While this film will not be in line to win any awards, and will not revolutionize the idea of what an animated film is, it does succeed as pure escapism that is safe for the entire family to enjoy, especially the younger viewers who might be in the theater.
The tale is told from the perspective of Tuesday, a parrot on the island, who is recounting his involvement with Crusoe from the time he crashed into their island to the present time, when Crusoe has been captured by Pirates. Tuesday, named that by Crusoe but previously called Mac by his friends, is a Parrot with big dreams. Like Crusoe, he longs to see the world. The only problem is that he is stuck on this tiny island in the middle of the ocean, too far for him to fly to other lands, despite giving it his best shot.
The other animals on the island think that he is believing a fairy tale. They only know the island life, and based on their limited experience, there is nothing else “out there”. Mac’s belief that life exists beyond their world is just a fantasy….until Robinson Crusoe comes crashing onto their beach, confirming Mac’s beliefs to be true.
The rest of the story unfolds as these skeptical animals learn to trust this strange new human, especially after being lied to by the cats who use the other animal’s fear to do their bidding in killing Crusoe and his trusty dog. The adventure plays out as the cats plot and scheme, and both Crusoe and the other animals try to survive against the plots of these dastardly feline antagonists, and the natural elements, against the odds so that Robinson Crusoe can be rescued from his fate.
The film was screened for me in 2D, though it is being advertised as containing “eye-popping 3D” animation. The animation is very good, though compared to more of the giant animated tentpole work of studios like Disney/Pixar and Dreamworks Animation, it might not seem like it. It would be interesting to see it in the much-advertised 3D, though I don’t think that it is necessary to enjoy the film.
Overall, this film is a giant step forward from the directors’ previous animated fare like A Turtle’s Tale: Sammy’s Adventures, and A Turtle’s Tale 2: Sammy’s Escape from Paradise. Even though they borrow their animated animal’s individual personalities and idiosyncrasies from other films, it largely works to the desired effect of crafting a film that will mostly be enjoyed by the entire family.

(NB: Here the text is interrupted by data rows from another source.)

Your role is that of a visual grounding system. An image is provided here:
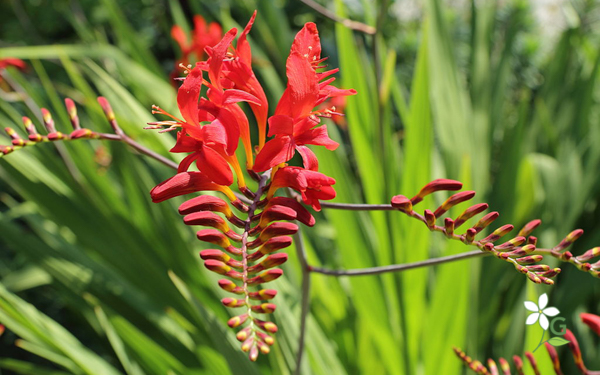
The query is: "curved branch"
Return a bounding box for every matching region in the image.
[309,250,491,276]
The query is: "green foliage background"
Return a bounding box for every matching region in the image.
[0,0,600,375]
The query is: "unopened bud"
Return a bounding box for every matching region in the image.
[444,217,454,238]
[575,247,600,262]
[481,224,514,243]
[250,303,277,314]
[424,210,435,229]
[433,191,475,217]
[248,253,288,273]
[392,195,412,213]
[98,96,115,122]
[248,289,277,301]
[248,268,283,285]
[515,255,544,265]
[519,219,542,237]
[411,178,462,205]
[454,203,489,229]
[552,229,583,251]
[219,279,244,294]
[473,211,500,233]
[221,297,246,307]
[253,318,277,333]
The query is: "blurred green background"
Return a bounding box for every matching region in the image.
[0,0,600,375]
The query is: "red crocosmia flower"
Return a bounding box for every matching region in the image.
[268,167,335,211]
[199,23,268,168]
[218,11,269,150]
[254,23,356,172]
[155,67,254,186]
[171,124,233,186]
[150,172,236,203]
[579,313,600,336]
[171,15,223,82]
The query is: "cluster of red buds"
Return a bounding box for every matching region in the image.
[0,97,102,157]
[148,14,355,361]
[391,179,600,285]
[454,313,600,375]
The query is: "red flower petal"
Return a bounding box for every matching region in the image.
[254,136,295,172]
[579,313,600,336]
[169,131,201,153]
[208,29,237,90]
[269,115,294,137]
[292,22,321,61]
[171,25,189,56]
[296,146,319,171]
[236,11,256,66]
[177,67,202,125]
[221,89,260,105]
[177,152,198,173]
[275,51,319,119]
[196,146,233,186]
[294,125,340,151]
[150,172,221,203]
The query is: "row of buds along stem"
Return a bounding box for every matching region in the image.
[148,12,356,361]
[151,179,315,361]
[454,313,600,375]
[391,179,600,284]
[0,97,108,157]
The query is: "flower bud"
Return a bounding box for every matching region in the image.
[463,228,477,245]
[204,259,242,280]
[552,229,583,251]
[575,247,600,262]
[41,108,56,133]
[444,217,454,238]
[241,336,256,353]
[392,195,412,213]
[248,253,288,273]
[424,210,435,229]
[253,318,277,333]
[256,331,275,346]
[267,197,315,227]
[481,224,514,243]
[196,229,231,248]
[579,313,600,336]
[454,203,488,229]
[219,279,244,294]
[221,297,246,307]
[248,236,292,261]
[65,98,81,130]
[248,289,277,301]
[496,237,526,250]
[248,268,283,285]
[519,219,542,237]
[433,191,475,217]
[98,96,115,121]
[248,345,258,362]
[235,326,252,342]
[411,178,462,205]
[515,255,544,264]
[183,211,231,234]
[250,303,277,314]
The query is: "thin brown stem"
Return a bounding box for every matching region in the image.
[309,250,491,276]
[294,229,312,375]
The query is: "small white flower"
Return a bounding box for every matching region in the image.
[525,293,560,331]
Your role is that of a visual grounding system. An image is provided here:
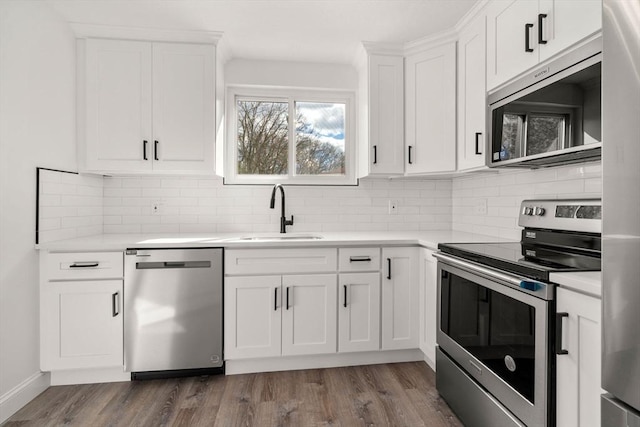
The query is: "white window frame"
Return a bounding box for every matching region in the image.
[224,86,357,185]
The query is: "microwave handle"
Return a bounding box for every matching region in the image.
[524,24,533,52]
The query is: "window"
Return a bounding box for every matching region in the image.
[225,87,356,185]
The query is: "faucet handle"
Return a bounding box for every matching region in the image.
[284,215,293,225]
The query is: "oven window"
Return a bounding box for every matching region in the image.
[440,271,535,403]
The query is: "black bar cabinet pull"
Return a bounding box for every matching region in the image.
[556,313,569,355]
[524,24,533,52]
[538,13,547,44]
[476,132,482,154]
[69,262,100,268]
[349,256,371,262]
[111,292,120,317]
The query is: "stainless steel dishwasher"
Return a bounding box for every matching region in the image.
[124,248,224,379]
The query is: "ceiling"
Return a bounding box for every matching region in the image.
[45,0,476,64]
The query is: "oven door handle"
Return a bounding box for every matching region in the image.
[433,253,536,291]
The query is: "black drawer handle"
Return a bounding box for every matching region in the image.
[476,132,482,154]
[69,262,100,268]
[342,285,347,308]
[524,24,533,52]
[556,313,569,355]
[111,292,120,317]
[349,256,371,262]
[538,13,547,44]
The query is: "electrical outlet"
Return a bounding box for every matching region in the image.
[473,199,487,215]
[389,200,398,215]
[151,200,162,215]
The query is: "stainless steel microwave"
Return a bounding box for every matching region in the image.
[487,37,602,168]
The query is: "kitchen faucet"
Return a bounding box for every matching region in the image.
[269,184,293,233]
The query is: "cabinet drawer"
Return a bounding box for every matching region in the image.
[42,252,123,281]
[338,248,380,271]
[224,248,338,275]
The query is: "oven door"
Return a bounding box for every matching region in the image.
[437,255,552,426]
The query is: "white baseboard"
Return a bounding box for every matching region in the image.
[51,367,131,385]
[225,349,424,375]
[0,372,51,424]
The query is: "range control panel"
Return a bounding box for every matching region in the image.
[518,199,602,233]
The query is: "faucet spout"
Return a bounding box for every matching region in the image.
[269,184,293,233]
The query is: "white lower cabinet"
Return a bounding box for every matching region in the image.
[40,251,123,371]
[41,280,123,371]
[381,248,419,350]
[225,274,337,359]
[338,272,380,352]
[420,248,438,369]
[282,274,337,356]
[556,287,604,427]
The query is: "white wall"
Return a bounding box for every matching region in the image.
[452,162,602,240]
[104,177,451,233]
[0,0,76,422]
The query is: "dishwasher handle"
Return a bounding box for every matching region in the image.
[136,261,211,270]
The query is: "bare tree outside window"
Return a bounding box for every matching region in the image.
[238,101,289,175]
[237,100,345,175]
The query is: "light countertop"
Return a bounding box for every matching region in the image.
[549,271,602,298]
[36,230,505,252]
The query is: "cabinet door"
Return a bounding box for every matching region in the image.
[556,288,604,427]
[458,14,487,170]
[381,248,420,350]
[338,273,380,352]
[369,55,404,175]
[282,274,337,356]
[40,280,123,371]
[84,39,152,171]
[420,249,438,369]
[536,0,602,61]
[405,43,456,174]
[487,0,539,90]
[224,276,282,359]
[153,43,215,173]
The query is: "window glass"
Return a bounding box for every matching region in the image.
[296,102,345,175]
[237,100,289,175]
[500,113,524,160]
[527,114,565,155]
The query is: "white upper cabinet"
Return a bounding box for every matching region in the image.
[458,13,487,171]
[78,39,215,173]
[153,43,215,173]
[405,42,456,175]
[487,0,602,90]
[538,0,602,61]
[359,54,404,176]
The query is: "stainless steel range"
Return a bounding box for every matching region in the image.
[436,200,602,427]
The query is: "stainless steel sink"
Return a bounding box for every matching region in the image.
[238,234,323,242]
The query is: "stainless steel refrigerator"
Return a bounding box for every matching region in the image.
[602,0,640,427]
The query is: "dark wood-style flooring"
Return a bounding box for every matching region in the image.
[4,362,462,427]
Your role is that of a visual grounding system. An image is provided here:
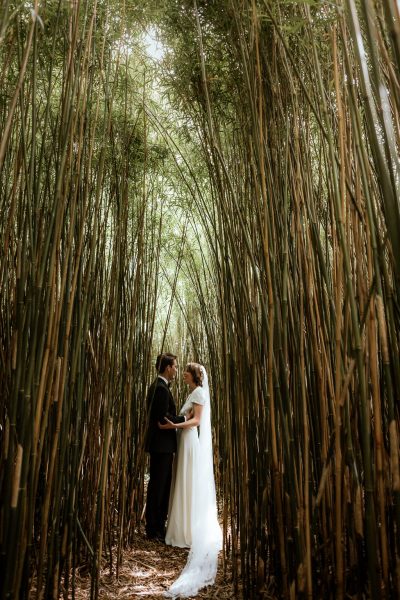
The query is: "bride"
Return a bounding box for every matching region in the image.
[159,363,222,597]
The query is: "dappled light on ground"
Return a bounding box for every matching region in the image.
[75,534,242,600]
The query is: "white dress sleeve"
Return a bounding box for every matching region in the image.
[190,386,206,406]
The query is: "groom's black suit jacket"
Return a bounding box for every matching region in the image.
[145,377,185,452]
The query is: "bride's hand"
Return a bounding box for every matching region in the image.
[158,417,176,429]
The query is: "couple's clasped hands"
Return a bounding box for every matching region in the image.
[158,410,193,429]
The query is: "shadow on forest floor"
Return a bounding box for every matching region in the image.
[71,534,242,600]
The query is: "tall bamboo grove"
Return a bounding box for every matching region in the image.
[0,1,166,599]
[165,0,400,598]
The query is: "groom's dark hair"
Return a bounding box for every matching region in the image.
[156,352,177,373]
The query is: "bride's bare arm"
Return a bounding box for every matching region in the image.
[158,402,203,429]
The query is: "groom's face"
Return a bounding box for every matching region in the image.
[168,359,178,381]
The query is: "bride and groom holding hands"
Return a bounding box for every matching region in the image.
[145,353,222,597]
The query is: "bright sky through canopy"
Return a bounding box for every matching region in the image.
[144,27,165,61]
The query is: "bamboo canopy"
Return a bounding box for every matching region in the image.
[0,0,400,599]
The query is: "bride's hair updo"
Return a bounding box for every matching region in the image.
[185,363,203,386]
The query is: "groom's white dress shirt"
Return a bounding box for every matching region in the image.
[159,375,187,421]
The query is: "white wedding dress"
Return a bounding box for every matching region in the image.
[165,387,205,548]
[164,366,222,598]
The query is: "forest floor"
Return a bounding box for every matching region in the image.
[75,534,242,600]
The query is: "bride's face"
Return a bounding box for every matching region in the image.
[183,371,193,385]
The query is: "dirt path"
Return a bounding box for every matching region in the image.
[72,535,241,600]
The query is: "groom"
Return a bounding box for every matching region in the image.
[145,353,185,542]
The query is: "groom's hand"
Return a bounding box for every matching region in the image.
[158,417,176,429]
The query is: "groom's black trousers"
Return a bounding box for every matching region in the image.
[146,452,174,537]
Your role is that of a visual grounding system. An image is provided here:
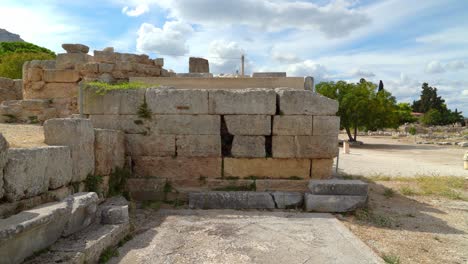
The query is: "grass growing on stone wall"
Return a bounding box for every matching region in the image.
[84,82,155,95]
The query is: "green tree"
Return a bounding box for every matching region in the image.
[316,79,398,141]
[0,42,55,79]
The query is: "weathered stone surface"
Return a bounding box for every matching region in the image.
[273,115,312,136]
[276,88,338,115]
[151,115,221,135]
[101,205,129,225]
[45,146,73,189]
[231,136,266,158]
[189,57,210,73]
[43,70,80,82]
[83,88,146,115]
[252,72,286,78]
[3,147,49,202]
[224,158,310,179]
[0,133,9,199]
[55,53,92,70]
[176,135,221,157]
[313,116,340,137]
[125,134,175,157]
[189,192,275,209]
[94,129,125,175]
[208,89,276,115]
[224,115,271,136]
[309,179,369,196]
[272,136,338,159]
[310,159,333,179]
[271,192,304,209]
[62,192,99,236]
[127,178,166,201]
[44,118,94,182]
[304,193,367,213]
[146,88,208,114]
[255,178,309,193]
[133,156,221,179]
[62,43,89,53]
[0,202,71,263]
[89,115,151,135]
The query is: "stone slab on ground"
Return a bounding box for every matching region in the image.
[109,210,383,264]
[309,179,369,196]
[304,193,367,213]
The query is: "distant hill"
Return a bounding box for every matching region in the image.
[0,28,24,42]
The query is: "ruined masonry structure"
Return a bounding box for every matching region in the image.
[83,88,339,199]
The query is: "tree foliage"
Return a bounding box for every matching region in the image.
[316,79,399,141]
[0,42,55,79]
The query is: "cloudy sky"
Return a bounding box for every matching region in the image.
[0,0,468,113]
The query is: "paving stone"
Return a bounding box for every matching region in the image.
[313,116,340,137]
[224,158,310,179]
[224,115,271,136]
[231,136,266,158]
[271,192,304,209]
[276,88,338,116]
[189,192,275,209]
[125,134,175,157]
[208,89,276,115]
[273,115,312,136]
[309,179,369,196]
[304,193,367,213]
[176,135,221,157]
[146,88,208,114]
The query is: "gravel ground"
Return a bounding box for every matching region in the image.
[338,135,468,177]
[0,124,46,148]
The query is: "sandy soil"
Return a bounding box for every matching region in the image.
[338,182,468,264]
[0,124,46,148]
[338,135,468,177]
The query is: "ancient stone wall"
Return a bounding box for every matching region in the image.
[83,88,339,199]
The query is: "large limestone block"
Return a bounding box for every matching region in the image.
[189,57,210,73]
[310,159,333,179]
[132,156,221,179]
[273,115,312,136]
[146,88,208,114]
[224,158,310,179]
[94,129,125,175]
[304,193,367,213]
[125,134,175,157]
[43,70,80,82]
[208,88,276,115]
[313,116,340,137]
[63,192,99,236]
[176,135,221,157]
[0,133,9,199]
[224,115,271,136]
[0,201,71,263]
[44,118,94,182]
[276,88,338,115]
[151,115,221,135]
[3,147,49,202]
[231,136,266,158]
[83,87,146,115]
[89,115,151,134]
[55,53,92,70]
[272,136,338,159]
[46,146,73,189]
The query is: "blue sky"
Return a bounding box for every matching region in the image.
[0,0,468,113]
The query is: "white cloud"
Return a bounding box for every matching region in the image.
[122,3,149,17]
[159,0,370,38]
[426,61,445,73]
[137,21,193,56]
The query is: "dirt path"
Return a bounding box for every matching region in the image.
[338,137,468,177]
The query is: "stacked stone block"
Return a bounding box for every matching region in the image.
[83,88,339,199]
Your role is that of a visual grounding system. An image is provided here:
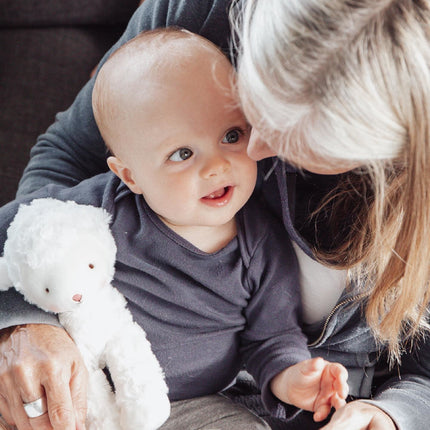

This version of the Robinson Crusoe tale is sanitized a bit to make it suitable for younger children, wiping out any storylines of cannibals, though they are briefly mentioned as a fear by some of the human characters. Crusoe is also seen more as a lovable, yet inept bloke, instead of the more daring adventurer from the original novel. Of course, this can easily be forgiven since it is told from the vantage point of an animated parrot.
While this film will not be in line to win any awards, and will not revolutionize the idea of what an animated film is, it does succeed as pure escapism that is safe for the entire family to enjoy, especially the younger viewers who might be in the theater. Other than some smaller DVD titles, The Wild Life is one of the first animated films to be distributed by Lionsgate, along with Norm of the North. It is a safe, yet sure bet for a studio that may be trying to find its sea legs so to speak on whether it will be able to wade into the animated waters in the future and compete with some of the larger animated studios.